Luxembourg to double defence spending by 2028

by Yannick LAMBERT 2 min. 24.06.2022
The budget could reach close to €1 billion, but still falls short of the 2% of GDP Nato leaders agreed to in 2014
Luxembourg's army at a parade for national day
Luxembourg's army at a parade for national day
Photo credit: Anouk Antony

Luxembourg is set to increase its annual defence spending to 1% of the size of its economy by 2028 - or close to €1 billion - in the wake of Russia's deadly invasion of Ukraine in February.

"Given the changed security situation in Europe [...] we want to be a reliable partner", Defence Minister François Bausch told media on Friday. 

The war in Ukraine is only one example of increasing geopolitical tension around the globe, the politician from the Greens party said, showing the need for the European Union needs to take charge of defending its own borders to ensure democracy and the rule of law across its realm.

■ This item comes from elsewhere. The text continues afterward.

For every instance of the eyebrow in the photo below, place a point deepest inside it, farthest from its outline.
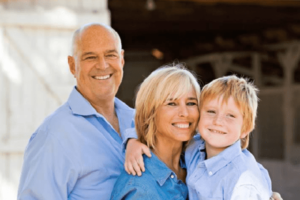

Luxembourg is planning to spend €994 million by 2028 based on current economic forecasts, nearly twice as much as €573 million next year and five times as much as in 2014, the year NATO leaders pledged to spend 2% of the size of their economies on the military. 

But even with the drastic acceleration in military spending, Luxembourg would fall well short of the NATO goal, with the budgeted expenditure reaching only 1% of Gross Domestic Product (GDP).

"Just basing it on GDP is problematic for a small country like Luxembourg", Bausch said on Friday. The Grand Duchy's per-capita spending on the military is higher than in many other countries, given the nation's wealth.

US ambassador Tom Barrett, a Democrat, urged Luxembourg to up its game and spend more on defence just after the Russian invasion in March. Luxembourg continues to rank at the bottom of the table when it comes to spending on defence, relative to the size of the economy.  

The government foresees a spending increase of up to 0.72% of GP by 2024, a goal it is now planning on surpassing.  

The country is set to continue spending money on intelligence, surveillance and reconnaissance, air transport, space technologies, and cyber defence, Bausch said. Dual-use items, which can serve both civilian and military purposes would also be a  focus, while a joint Luxembourgish-Belgian battalion, announced last year, was another priority, Bausch said. 

On 14 June, Luxembourg signed a letter of intent with Italian defence company Leonardo and Spanish company Skydweller Aero to develop "the first mission-capable, solar-powered, autonomous" drone.

Luxembourg has been reluctant to establish defence spending at a minimum of 2% of GDP, alongside Canada and Germany. Yet after the invasion of Ukraine, Germany announced it would ramp up spending to get to the target.

Luxembourg will officially announce the plan to Nato leaders, who are set to meet in Madrid on 29-30 June to take stock of progress.